What is this measure defending against (other than getting a job)? The recruiter can still extract the information in your signed PDF, and send their own marked-up version to the client in whatever format they like. Their request for a Word document is just to make that process easier. Many large companies even mandate that recruitment agencies strip all personally-identifiable information out of candidates' resumes[1], to eliminate the possibility of bias.
1: I wish they didn't, because my Github is way more interesting than my professional experience.

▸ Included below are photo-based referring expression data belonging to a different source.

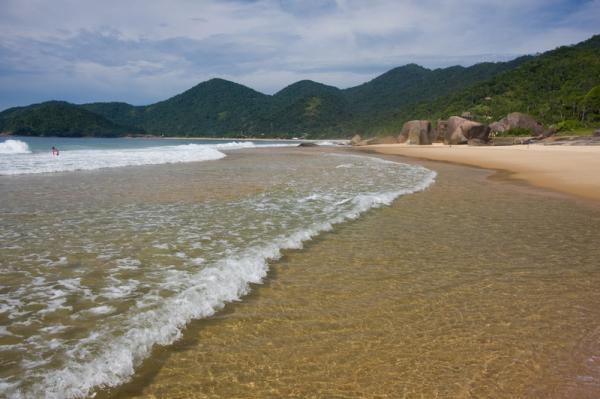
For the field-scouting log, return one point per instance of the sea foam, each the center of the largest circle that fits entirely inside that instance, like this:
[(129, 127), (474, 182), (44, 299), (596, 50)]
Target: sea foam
[(14, 147), (107, 359), (98, 159)]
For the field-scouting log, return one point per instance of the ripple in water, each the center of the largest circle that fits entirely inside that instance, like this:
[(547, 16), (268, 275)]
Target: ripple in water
[(88, 292)]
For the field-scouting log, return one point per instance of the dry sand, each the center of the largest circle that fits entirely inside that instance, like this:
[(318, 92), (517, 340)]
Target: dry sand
[(568, 169)]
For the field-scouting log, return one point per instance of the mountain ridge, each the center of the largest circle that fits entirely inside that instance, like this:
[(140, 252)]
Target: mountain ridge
[(219, 107)]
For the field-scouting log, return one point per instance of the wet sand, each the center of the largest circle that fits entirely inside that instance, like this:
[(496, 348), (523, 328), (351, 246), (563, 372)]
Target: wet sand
[(568, 169), (473, 288)]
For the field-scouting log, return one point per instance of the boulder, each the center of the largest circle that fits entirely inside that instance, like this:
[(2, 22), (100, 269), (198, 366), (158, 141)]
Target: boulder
[(442, 127), (460, 131), (477, 142), (381, 140), (356, 140), (521, 121), (417, 132)]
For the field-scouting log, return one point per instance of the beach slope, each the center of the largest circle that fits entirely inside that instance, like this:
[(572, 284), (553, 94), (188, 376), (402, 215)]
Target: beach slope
[(569, 169)]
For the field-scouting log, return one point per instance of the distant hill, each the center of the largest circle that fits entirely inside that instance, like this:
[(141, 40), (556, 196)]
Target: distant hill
[(556, 86), (58, 118)]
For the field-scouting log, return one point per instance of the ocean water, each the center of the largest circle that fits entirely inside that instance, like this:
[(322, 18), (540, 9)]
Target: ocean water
[(25, 155), (111, 249)]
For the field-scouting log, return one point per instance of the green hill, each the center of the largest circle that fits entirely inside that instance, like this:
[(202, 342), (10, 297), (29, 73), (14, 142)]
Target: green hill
[(57, 118), (554, 87), (561, 86), (307, 108)]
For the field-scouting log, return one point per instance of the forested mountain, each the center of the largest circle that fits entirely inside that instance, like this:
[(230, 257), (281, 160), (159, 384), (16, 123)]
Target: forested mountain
[(58, 118), (556, 86)]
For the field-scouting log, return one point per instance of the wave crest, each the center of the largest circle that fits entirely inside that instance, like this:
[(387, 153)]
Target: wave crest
[(14, 147)]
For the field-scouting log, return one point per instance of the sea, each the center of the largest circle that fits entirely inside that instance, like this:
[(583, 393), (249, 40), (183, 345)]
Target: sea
[(109, 250)]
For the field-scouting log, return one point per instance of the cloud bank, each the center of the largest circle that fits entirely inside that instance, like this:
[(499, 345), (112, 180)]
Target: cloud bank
[(144, 51)]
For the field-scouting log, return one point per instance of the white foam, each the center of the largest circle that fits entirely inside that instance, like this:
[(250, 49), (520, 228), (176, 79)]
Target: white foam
[(97, 159), (207, 291), (108, 359), (14, 147)]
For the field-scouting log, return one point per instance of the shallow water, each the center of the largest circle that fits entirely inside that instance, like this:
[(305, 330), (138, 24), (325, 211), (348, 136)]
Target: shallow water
[(99, 267), (473, 288)]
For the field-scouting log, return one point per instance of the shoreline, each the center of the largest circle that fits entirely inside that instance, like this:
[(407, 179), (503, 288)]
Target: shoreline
[(338, 328), (571, 170)]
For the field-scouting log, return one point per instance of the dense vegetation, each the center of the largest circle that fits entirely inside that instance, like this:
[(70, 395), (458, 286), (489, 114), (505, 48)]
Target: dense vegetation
[(58, 118), (560, 87)]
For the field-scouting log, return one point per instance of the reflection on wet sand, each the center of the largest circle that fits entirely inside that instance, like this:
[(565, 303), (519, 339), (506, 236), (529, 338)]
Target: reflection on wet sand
[(474, 288)]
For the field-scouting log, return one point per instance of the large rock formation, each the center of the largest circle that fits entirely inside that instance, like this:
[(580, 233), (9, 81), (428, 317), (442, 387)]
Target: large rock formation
[(417, 132), (381, 140), (460, 131), (356, 140), (518, 120)]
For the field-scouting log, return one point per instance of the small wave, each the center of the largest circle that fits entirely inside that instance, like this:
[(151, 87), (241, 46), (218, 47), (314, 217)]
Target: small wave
[(14, 147), (208, 291), (99, 159)]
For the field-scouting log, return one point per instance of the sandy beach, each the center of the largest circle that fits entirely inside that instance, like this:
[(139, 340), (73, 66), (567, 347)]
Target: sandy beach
[(567, 169)]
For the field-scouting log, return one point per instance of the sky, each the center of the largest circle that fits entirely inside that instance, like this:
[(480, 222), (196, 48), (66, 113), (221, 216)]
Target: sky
[(143, 51)]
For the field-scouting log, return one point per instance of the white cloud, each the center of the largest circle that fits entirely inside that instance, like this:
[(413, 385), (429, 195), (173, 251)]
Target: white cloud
[(141, 51)]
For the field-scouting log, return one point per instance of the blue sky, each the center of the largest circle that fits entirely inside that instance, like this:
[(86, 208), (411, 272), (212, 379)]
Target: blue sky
[(142, 51)]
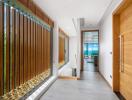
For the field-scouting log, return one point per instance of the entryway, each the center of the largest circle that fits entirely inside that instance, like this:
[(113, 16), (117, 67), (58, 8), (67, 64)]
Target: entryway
[(90, 50), (122, 47)]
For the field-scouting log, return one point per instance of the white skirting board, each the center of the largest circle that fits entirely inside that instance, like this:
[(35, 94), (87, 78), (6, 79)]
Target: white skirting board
[(42, 89)]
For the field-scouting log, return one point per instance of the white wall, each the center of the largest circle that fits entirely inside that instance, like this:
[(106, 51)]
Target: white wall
[(106, 38)]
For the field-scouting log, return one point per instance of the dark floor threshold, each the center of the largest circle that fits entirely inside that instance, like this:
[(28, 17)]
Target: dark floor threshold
[(120, 96)]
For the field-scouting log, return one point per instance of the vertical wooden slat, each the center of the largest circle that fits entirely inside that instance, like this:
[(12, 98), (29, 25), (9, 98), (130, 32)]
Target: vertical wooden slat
[(21, 49), (32, 36), (42, 50), (7, 49), (46, 50), (49, 50), (34, 46), (1, 47), (25, 48), (17, 49), (29, 48), (12, 74), (36, 50)]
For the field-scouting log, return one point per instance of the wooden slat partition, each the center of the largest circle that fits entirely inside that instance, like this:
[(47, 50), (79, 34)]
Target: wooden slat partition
[(37, 11), (25, 47), (1, 48)]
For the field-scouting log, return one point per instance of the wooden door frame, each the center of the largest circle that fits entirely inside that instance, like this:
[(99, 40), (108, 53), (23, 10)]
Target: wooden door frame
[(81, 69), (116, 44)]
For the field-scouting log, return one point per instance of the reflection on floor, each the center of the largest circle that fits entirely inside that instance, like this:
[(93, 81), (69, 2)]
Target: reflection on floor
[(89, 66), (91, 87)]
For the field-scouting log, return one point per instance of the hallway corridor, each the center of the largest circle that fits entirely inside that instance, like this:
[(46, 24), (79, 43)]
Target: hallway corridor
[(91, 87)]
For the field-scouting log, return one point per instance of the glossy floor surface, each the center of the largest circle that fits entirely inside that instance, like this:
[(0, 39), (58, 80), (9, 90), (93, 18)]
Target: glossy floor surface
[(89, 66), (91, 87)]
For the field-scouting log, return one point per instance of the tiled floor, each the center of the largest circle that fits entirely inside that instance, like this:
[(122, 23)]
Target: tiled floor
[(90, 67), (91, 87)]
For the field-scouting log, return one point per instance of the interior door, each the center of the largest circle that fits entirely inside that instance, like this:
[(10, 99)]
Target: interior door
[(126, 52)]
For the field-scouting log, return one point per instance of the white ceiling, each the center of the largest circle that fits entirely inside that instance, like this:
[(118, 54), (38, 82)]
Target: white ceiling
[(64, 11)]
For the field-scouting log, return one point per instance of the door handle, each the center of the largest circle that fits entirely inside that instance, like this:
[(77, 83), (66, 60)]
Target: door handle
[(121, 54)]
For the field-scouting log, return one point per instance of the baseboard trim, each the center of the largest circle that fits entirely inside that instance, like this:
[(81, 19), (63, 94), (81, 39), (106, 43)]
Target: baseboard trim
[(120, 96), (106, 80), (68, 78)]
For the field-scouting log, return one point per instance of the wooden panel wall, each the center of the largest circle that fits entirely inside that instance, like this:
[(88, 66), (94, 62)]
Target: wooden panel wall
[(24, 49), (37, 11)]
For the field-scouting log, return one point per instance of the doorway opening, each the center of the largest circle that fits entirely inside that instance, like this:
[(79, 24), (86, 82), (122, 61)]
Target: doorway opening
[(90, 50)]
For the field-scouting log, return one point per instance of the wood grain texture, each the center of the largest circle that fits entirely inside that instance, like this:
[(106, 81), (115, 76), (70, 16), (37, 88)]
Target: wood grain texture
[(21, 49), (32, 55), (17, 49), (1, 48), (7, 49), (12, 42), (25, 49), (126, 31), (122, 25), (116, 53)]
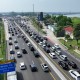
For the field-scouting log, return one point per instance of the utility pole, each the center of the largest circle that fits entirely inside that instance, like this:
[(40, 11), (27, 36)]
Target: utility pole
[(33, 10)]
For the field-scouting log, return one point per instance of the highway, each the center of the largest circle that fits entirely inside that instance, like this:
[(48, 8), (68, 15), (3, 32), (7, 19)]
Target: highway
[(66, 74), (28, 58)]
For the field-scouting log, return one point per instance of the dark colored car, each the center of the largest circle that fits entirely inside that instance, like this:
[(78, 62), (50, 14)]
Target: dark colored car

Once again demonstrating that everything comes at a cost. And yet people still believe in a free lunch. With the shit you get people to do because the label says AI I'm clearly in the wrong business.
People trust their browser nowadays, I'd expect the attack to be even easier if you just render the markdown in html, hiding the injection using plain old css text styling like in the docx but with many more possibilities.
You can even add a nice "copy to clipboard button" that copies something entirely different than what is shown, but it's unnecessary, and people who are more careful won't click that.
I will never stop being disappointed that we have an API to control the clipboard. There is no use of this that I have ever found beneficial as a user.
Possibly apocryphal quote from a Yosemite park ranger talking about the difficulty of designing a trash can that a bear can't open but a human can: "There is considerable overlap between the intelligence of the smartest bears and the dumbest tourists." - https://yro.slashdot.org/comments.pl?sid=191810&cid=15757347 (earliest instance of it I can find)
I don't really follow the analogy here to be honest.
The analogy is that AI is suppose to be able to do _What humans do_ but better.
But you also want AI to be more secure. To make it more secure, you'll have to prevent the user from doing things _they already do_.
Which is impossible. The current LLM AI/Agent race is a non-deterministic GIGO and will never be secure because it's fundamentally about mimicing humans who are absolutely not secure.
Probably referring to the rat's race between making trash cans hard for bears to tamper but usable for tourists.
The analogy is probably implying there is considerable overlap between the smartest average AI user and the dumbest computer-science-related professional. In this case, when it comes to, "what is this suspicious file?".